Thirty days pass and many of the participants are left with a tangled mess of hair on their face. Some even have collected what amounts to a gourmet feast of food crumbs in their beard. What now? The first step is to wash your beard more often, if there is indeed that much food in it.

After that’s completed, some men will take the easy way out by shaving off all the hair that adorns their face. Others though? They are simply left staring in the mirror, dreaming of the clean shave they once had.

It’s time to get creative. It’s time to give the grandparents something to talk about at those inevitable family gatherings aside from their reverse mortgage. From baseball player to actor, take advantage of your face full of hair and mold into one of these five styles based on famous men in history. Bring a trend back or join in an already growing one, you make the call.

The Sports Star and his Handlebars


Rollie Fingers was an All-Star pitcher for the Oakland A’s in the 1970’s. The handlebar mustache gained popularity in the 70’s thanks in large part to Mr. Fingers. The style has reappeared as of late, thanks to the hipsters and their love of making everything that was old new again. Snidely Whiplash would be proud.

That’s One Thick Mustache

photo: wikimedia.comons

Groucho Marx. The man whose face has spawned million of fake mustache disguises over the years. Why? Because his mustache was fake as well. For comedic effect, grease paint was applied onto his mustache and eyebrows to make them appear thicker. It wouldn’t surprise me if the thick mustache, essentially a giant face prop, one day became a popular choice among men as a facial style of the future. Use the end of No-Shave November to be the first of your friends to bring back this style.

A Man and His Massive Sideburns

Legendary Civil War General Ambrose Burnside. It fact, it is said that the term “sideburns” was coined after this man’s incredible looking facial hair. Burnside may have failed as a Union general in the Civil War but this look, sometimes referred to as “the mutton chop” look, is still a favorite among men, if only for a few minutes while in the process of shaving their beard.

Time to get Serious


Tom Selleck played Magnum on the hit 1980’s television show Magnum, P.I. Even though the mustache was a popular style in the 1970’s, Selleck carried a more “respectable while being hip” vibe about him, thus creating a generation of men in their 30’s rockin’ the ‘stache, a style that is still prevalent today. Go ahead. Give it a try. Just look at yourself in a mirror first.

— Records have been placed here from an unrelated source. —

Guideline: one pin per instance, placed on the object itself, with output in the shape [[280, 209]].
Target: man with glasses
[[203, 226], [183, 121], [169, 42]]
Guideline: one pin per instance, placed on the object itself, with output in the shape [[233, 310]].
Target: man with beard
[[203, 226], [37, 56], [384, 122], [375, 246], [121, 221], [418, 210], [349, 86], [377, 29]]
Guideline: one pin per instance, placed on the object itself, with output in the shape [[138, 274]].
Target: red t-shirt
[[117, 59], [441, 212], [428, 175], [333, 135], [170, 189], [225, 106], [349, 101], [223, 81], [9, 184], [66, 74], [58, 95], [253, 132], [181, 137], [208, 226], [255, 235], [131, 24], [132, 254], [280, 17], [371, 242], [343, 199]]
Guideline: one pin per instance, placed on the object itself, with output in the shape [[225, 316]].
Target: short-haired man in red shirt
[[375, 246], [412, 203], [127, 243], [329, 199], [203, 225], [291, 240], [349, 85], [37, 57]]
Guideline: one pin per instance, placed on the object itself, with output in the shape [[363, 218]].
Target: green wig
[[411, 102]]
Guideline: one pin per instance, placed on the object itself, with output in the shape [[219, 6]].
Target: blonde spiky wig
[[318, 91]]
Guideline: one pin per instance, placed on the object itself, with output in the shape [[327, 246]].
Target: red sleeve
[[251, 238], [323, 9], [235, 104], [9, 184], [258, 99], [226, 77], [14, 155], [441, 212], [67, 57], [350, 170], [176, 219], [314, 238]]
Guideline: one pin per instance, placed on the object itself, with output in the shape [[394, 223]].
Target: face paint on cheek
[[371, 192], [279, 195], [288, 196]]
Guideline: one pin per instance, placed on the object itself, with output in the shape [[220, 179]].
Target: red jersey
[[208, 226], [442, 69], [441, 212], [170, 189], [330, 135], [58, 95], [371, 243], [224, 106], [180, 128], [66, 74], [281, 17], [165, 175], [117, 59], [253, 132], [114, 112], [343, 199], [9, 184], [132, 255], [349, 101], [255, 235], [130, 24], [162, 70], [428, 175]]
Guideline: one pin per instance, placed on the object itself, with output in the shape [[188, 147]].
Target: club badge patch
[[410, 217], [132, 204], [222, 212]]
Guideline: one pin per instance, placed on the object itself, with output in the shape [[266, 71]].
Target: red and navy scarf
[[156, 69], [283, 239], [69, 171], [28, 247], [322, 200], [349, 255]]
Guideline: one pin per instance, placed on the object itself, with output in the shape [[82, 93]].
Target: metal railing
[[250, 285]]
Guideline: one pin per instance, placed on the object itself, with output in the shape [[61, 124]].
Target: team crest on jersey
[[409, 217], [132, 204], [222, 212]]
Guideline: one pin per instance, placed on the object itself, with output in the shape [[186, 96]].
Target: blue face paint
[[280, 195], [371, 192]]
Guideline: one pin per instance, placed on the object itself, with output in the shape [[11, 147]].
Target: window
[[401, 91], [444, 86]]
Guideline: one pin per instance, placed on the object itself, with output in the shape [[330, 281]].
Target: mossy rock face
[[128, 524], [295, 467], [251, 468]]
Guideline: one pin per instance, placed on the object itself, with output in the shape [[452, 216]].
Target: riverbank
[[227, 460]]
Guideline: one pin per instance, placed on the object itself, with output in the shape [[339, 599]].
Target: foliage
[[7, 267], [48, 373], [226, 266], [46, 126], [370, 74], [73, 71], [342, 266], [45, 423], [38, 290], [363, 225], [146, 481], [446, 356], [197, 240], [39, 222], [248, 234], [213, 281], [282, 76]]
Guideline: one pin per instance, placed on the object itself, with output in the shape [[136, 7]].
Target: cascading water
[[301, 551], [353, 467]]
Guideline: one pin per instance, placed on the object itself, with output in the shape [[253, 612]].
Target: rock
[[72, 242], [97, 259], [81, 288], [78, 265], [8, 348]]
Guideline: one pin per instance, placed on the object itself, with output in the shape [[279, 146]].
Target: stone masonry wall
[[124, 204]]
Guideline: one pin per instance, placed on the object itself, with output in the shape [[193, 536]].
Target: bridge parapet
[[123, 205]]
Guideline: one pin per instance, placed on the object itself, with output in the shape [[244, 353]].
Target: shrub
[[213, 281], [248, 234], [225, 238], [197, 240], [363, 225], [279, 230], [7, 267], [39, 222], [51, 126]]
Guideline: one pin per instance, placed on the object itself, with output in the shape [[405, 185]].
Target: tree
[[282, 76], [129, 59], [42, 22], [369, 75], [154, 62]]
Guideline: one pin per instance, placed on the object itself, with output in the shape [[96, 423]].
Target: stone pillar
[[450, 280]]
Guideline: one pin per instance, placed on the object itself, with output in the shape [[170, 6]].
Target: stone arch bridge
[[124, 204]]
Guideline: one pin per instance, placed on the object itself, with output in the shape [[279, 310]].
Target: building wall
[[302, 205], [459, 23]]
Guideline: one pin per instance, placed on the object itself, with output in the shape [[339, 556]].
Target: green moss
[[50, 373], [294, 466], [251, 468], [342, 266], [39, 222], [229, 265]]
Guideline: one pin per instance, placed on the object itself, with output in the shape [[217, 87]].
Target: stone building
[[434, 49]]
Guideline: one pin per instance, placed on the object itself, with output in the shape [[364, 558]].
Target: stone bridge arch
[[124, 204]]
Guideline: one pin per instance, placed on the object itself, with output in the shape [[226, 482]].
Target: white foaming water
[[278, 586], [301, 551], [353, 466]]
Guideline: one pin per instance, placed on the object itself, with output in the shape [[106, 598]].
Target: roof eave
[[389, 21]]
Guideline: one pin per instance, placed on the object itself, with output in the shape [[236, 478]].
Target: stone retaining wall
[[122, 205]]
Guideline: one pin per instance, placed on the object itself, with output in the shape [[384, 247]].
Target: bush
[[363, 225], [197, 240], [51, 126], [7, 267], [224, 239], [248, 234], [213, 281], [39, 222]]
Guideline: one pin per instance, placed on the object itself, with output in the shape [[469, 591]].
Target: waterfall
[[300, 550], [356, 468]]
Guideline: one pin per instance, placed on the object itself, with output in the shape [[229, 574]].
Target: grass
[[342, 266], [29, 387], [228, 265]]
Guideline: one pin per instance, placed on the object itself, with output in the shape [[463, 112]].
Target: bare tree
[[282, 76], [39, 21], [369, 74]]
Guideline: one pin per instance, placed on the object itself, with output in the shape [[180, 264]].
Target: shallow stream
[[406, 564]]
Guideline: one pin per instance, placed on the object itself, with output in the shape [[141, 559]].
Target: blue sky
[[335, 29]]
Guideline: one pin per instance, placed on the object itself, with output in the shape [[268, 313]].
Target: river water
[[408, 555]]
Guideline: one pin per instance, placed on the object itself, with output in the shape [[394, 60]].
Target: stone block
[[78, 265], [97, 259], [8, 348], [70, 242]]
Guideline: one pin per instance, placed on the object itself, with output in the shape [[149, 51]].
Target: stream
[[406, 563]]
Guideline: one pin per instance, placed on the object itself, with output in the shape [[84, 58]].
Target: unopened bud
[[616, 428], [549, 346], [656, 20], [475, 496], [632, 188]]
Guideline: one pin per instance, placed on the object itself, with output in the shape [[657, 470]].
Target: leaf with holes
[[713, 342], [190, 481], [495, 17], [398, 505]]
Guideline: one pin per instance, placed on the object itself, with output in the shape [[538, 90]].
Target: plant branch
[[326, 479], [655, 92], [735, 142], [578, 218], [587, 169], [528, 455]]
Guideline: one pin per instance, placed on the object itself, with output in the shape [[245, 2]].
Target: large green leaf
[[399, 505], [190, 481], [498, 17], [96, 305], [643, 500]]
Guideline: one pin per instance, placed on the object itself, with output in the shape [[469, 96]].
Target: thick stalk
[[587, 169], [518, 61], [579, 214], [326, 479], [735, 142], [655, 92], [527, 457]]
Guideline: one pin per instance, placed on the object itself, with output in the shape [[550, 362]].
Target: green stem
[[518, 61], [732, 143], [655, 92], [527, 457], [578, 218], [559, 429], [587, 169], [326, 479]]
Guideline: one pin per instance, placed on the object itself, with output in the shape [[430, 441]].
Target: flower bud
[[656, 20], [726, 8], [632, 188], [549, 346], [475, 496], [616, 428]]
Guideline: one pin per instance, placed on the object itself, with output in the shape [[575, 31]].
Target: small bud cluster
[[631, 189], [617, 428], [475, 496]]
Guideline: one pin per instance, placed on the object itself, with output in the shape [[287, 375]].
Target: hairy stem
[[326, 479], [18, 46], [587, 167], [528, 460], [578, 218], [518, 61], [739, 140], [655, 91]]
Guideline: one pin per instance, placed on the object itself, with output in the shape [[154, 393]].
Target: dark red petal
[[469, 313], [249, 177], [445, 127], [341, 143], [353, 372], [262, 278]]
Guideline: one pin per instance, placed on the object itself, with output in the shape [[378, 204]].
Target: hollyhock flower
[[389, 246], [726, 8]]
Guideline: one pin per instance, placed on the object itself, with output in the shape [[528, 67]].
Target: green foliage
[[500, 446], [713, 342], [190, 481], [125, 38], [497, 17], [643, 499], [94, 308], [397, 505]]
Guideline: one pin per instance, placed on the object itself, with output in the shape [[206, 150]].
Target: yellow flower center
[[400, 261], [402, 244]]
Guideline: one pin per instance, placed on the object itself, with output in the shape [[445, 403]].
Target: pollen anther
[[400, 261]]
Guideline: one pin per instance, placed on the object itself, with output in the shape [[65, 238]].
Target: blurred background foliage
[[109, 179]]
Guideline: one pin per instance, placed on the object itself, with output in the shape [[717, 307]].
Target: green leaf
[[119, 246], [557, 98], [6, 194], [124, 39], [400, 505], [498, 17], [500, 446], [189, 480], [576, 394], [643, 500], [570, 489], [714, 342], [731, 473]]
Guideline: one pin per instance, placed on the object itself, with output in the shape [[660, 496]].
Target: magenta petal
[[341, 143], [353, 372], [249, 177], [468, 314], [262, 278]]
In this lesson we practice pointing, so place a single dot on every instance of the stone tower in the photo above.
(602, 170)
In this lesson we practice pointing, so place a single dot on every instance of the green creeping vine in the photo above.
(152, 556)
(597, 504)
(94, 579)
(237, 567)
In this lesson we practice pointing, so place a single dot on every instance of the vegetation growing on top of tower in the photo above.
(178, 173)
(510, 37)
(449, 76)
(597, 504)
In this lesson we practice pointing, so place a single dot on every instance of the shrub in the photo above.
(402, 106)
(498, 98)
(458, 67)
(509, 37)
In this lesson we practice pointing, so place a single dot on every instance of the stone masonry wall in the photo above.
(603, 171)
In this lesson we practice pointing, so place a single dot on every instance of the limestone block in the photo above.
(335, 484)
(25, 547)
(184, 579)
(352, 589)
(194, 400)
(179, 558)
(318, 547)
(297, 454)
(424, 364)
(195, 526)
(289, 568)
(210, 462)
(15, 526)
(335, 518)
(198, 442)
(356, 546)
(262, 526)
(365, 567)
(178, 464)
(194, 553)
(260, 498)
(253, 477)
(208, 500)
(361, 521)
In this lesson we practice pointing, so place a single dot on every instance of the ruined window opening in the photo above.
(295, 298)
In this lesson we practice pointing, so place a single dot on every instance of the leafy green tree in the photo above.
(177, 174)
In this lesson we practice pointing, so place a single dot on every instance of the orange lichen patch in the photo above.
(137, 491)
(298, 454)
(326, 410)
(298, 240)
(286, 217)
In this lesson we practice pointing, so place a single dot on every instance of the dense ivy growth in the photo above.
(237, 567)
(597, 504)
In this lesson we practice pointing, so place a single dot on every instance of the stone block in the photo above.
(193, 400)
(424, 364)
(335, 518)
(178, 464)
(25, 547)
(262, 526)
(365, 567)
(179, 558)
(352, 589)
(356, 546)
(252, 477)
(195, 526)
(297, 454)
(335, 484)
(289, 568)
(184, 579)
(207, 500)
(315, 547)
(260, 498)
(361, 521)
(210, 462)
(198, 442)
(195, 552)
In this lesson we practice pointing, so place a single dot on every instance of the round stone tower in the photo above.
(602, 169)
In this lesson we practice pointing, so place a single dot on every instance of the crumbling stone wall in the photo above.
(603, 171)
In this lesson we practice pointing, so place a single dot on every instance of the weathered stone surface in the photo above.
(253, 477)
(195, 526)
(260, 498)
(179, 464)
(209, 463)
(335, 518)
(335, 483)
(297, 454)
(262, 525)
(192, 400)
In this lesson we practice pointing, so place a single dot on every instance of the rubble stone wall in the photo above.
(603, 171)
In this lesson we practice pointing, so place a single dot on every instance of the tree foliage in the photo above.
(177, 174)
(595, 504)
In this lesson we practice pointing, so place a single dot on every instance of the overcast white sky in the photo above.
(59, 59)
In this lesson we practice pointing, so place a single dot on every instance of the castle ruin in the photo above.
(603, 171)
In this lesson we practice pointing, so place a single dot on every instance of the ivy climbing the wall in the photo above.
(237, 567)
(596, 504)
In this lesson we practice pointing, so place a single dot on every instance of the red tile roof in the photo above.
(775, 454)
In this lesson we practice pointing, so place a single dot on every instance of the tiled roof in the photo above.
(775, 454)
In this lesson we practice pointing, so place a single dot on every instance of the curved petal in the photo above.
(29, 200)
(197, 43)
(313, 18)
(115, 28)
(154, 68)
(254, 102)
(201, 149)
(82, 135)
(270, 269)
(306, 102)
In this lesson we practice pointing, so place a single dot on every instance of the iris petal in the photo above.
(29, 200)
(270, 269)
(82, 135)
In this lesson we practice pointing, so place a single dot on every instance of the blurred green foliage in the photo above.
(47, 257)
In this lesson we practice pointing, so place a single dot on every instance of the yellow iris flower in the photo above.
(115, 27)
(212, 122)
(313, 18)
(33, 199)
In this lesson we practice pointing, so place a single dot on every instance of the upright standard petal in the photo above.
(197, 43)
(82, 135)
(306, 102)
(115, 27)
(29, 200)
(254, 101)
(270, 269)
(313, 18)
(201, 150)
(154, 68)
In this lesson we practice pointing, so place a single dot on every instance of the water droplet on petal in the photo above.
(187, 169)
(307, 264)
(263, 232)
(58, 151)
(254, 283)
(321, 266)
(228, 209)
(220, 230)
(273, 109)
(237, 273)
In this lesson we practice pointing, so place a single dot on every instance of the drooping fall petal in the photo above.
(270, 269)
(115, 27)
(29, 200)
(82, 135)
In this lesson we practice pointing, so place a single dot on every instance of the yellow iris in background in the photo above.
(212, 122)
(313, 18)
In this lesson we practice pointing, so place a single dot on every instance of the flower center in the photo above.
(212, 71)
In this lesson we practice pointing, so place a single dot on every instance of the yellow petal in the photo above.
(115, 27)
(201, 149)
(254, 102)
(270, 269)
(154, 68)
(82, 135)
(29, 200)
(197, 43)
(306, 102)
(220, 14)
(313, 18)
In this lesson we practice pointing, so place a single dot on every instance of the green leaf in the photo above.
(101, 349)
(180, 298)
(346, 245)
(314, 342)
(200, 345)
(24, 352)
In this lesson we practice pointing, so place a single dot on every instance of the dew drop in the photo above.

Sometimes the mustache look doesn’t work.

The Modern Professional

photo: wikimedia.commons

The close beard, as evidenced here on the face of actor Ryan Gosling, is slowly becoming the new norm in many work environments across the United States. Though a clean-shaven look is still preferred, the close beard is a style that is on the rise. The close beard allows for the man to be well-groomed and professional while at the same time having the freedom to choose his style of facial hair.